FEMA NDI
In exercise of the powers conferred under Section 46(2) (aa) and (ab) of the Foreign Exchange Management Act, 1999 and in supersession of the Foreign Exchange Management (Transfer of Issue of Security by a Person Resident outside India) Regulations, 2017 and the Foreign Exchange Management (Acquisition and Transfer of Immovable Property in India) Regulations, 2018, the Central Government issued Foreign Exchange Management (Non Debt Instruments) Rules, 2019
The legal framework for the administration of foreign exchange transactions containing Non debt instruments in India is provided by the of FEM(Non-debt Instruments) Rules, 2019
Recent amendment creating hurdles
The amendment to the Indian Foreign Exchange Management (Non-debt Instruments) Rules, 2019 (“FEMA NDI”), has posed a significant challenge for Indian companies, especially start-ups and smaller enterprises seeking foreign investments.

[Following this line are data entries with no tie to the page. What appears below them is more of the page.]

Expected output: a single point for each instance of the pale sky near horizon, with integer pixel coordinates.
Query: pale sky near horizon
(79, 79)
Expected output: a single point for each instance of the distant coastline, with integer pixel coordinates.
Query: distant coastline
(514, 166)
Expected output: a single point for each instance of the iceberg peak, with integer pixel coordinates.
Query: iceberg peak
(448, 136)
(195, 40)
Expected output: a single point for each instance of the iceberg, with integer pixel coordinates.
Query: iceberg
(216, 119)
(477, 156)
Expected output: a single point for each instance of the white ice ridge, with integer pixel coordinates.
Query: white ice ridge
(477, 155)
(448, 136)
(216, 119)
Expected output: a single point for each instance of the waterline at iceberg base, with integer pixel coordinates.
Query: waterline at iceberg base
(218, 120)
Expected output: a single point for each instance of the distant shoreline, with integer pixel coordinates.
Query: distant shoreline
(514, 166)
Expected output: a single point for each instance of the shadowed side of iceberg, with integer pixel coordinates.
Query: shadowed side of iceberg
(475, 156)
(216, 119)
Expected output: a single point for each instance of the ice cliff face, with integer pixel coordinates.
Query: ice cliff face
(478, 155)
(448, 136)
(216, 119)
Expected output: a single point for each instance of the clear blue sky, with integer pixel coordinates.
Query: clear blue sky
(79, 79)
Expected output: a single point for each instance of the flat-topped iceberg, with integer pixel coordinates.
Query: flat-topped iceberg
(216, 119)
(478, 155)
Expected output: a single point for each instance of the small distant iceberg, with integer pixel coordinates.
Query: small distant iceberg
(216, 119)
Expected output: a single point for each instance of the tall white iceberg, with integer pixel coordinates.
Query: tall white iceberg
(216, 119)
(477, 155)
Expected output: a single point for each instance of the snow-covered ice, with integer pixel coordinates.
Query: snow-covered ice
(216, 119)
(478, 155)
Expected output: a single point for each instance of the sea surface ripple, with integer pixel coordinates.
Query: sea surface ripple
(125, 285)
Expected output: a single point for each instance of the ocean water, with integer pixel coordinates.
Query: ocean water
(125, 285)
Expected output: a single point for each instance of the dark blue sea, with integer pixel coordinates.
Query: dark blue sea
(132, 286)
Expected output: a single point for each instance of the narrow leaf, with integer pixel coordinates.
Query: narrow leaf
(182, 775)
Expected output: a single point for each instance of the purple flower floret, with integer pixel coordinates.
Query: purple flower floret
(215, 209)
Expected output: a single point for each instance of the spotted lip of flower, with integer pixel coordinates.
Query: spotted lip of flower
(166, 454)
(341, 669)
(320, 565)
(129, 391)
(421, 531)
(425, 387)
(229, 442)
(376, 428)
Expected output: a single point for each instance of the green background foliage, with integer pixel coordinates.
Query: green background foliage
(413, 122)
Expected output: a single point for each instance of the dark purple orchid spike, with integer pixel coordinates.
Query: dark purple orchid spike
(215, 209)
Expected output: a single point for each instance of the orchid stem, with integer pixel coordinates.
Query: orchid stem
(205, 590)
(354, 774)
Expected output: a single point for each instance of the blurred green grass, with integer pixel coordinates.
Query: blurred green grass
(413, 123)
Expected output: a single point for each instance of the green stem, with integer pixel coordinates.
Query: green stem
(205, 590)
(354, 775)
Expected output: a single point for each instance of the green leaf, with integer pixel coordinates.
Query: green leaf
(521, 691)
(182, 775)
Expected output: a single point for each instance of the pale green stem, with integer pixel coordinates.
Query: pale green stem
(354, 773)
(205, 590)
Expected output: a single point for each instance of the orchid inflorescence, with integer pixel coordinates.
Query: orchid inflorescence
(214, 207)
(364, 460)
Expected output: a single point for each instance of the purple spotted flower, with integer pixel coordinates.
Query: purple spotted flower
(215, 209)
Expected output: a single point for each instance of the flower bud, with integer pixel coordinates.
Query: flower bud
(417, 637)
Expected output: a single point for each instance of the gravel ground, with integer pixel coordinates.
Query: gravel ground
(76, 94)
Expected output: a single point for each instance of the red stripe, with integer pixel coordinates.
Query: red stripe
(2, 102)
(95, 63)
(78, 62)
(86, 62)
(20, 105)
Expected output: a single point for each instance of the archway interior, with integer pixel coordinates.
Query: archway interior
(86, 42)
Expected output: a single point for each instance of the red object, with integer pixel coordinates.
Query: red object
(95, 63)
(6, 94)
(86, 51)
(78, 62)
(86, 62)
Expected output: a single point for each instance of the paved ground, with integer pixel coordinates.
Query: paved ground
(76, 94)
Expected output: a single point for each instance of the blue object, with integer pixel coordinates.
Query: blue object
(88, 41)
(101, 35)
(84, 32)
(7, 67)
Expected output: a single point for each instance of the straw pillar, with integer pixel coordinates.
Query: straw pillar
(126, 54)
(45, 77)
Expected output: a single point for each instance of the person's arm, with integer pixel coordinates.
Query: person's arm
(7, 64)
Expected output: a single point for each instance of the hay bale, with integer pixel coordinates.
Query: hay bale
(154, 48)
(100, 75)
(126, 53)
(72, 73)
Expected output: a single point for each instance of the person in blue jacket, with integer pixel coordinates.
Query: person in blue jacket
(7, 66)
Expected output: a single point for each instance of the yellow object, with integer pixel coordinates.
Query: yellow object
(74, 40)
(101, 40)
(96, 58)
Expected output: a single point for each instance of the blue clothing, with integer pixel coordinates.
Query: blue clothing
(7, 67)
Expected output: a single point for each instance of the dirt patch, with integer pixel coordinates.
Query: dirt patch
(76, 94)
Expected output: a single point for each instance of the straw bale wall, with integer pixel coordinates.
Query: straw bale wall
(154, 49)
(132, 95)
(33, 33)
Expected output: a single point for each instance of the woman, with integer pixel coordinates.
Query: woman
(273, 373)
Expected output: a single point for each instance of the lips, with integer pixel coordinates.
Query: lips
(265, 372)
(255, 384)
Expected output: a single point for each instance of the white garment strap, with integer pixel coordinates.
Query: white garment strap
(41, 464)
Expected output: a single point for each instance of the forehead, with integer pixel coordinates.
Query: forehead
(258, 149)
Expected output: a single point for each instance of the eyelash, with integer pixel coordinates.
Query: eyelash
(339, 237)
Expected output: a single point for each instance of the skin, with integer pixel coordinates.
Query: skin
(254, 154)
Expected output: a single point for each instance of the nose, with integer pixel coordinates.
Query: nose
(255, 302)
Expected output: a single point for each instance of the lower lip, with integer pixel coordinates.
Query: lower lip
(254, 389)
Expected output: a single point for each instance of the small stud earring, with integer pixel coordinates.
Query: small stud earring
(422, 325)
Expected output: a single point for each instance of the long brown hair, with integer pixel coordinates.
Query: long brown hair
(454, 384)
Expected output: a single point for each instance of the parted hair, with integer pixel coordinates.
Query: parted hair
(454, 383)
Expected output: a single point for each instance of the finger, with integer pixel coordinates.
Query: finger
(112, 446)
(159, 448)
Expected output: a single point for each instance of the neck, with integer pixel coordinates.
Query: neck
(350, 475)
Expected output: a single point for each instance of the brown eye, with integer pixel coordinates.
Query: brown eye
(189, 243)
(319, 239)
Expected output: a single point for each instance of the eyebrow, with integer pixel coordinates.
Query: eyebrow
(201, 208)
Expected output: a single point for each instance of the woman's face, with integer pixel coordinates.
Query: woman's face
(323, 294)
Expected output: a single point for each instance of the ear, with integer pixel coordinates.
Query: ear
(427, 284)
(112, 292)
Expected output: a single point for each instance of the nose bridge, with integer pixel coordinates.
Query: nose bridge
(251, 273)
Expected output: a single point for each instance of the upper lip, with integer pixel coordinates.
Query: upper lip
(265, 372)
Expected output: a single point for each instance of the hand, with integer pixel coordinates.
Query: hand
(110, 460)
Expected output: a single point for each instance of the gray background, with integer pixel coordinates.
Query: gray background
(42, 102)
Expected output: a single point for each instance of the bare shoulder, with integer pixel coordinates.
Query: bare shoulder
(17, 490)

This amendment stipulates that any investments in Indian companies, whether direct or indirect, originating from entities located in countries that share land borders with India, or where the “beneficial owner” of the said Indian investment is situated in, or is a citizen of any of these Neighbouring Countries would necessitate prior government approval (“PN3 Requirement”).
While the aim of the amendment which was promulgated during the COVID-19 pandemic was salutary — i.e., to curb opportunistic takeovers or acquisitions of Indian companies by Neighbouring Countries during difficult times created by a black swan event — it created vast incertitude as the term ‘beneficial owner’ has not been explained or defined, and other laws that have a definition of the term are context-specific.
When the PN3 requirement was first introduced, the industry in general was comfortable taking a lenient view, relying on the beneficial ownership thresholds that were legislated in other laws.
But since the latter half of 2023, the Reserve Bank of India (RBI) has begun taking a more conservative view concerning issues on which the law was silent, especially under FEMA NDI.
The obstacle of navigating the prior government approval route is exacerbated by its time-consuming nature and high rejection rate.
With the PN3 Requirement, the onus of compliance is on the Indian company that receives foreign investment, with the regulatory authorities having the discretion to impose fines of up to three times the investment received.
The inherent vagueness within the legislation, along with severe penalties, can cast doubts on the survivability of these companies.
Many of these startups receive investments far beyond their revenue or assets. So, such fines could leave them insolvent, even if they liquidate.
Non-compliance would likely trigger legal battles, adding to India’s already significant backlog of court cases.
Way forward
Indian companies could consider having foreign investors to furnish representations backed by indemnities regarding their compliance with the PN3 Requirement. However, this may discourage foreign investment due to potential liabilities.
Therefore, there is a pressing need to amend the PN3 Requirement to define “beneficial owners” comprehensively, including ownership thresholds and control tests
The definition of ‘beneficial owner’ should specify a precise threshold for ascertaining beneficial ownership, potentially ranging from 10% (as provided under the Indian company law) to 25% (as recommended by the Financial Action Task Force).
The selection of the specific threshold can be customised to align with the government’s objective of scrutinising varying levels of foreign investment across different sectors.
Even with the clarification of control-conferring rights in the definition, some ambiguity may persist due to the skilful drafting of peculiar clauses in the charter documents.
To mitigate this issue, FEMA NDI, akin to Indian competition law, could be amended to incorporate a time-bound consultation mechanism with regulatory authorities, to determine whether specific clauses are control-conferring.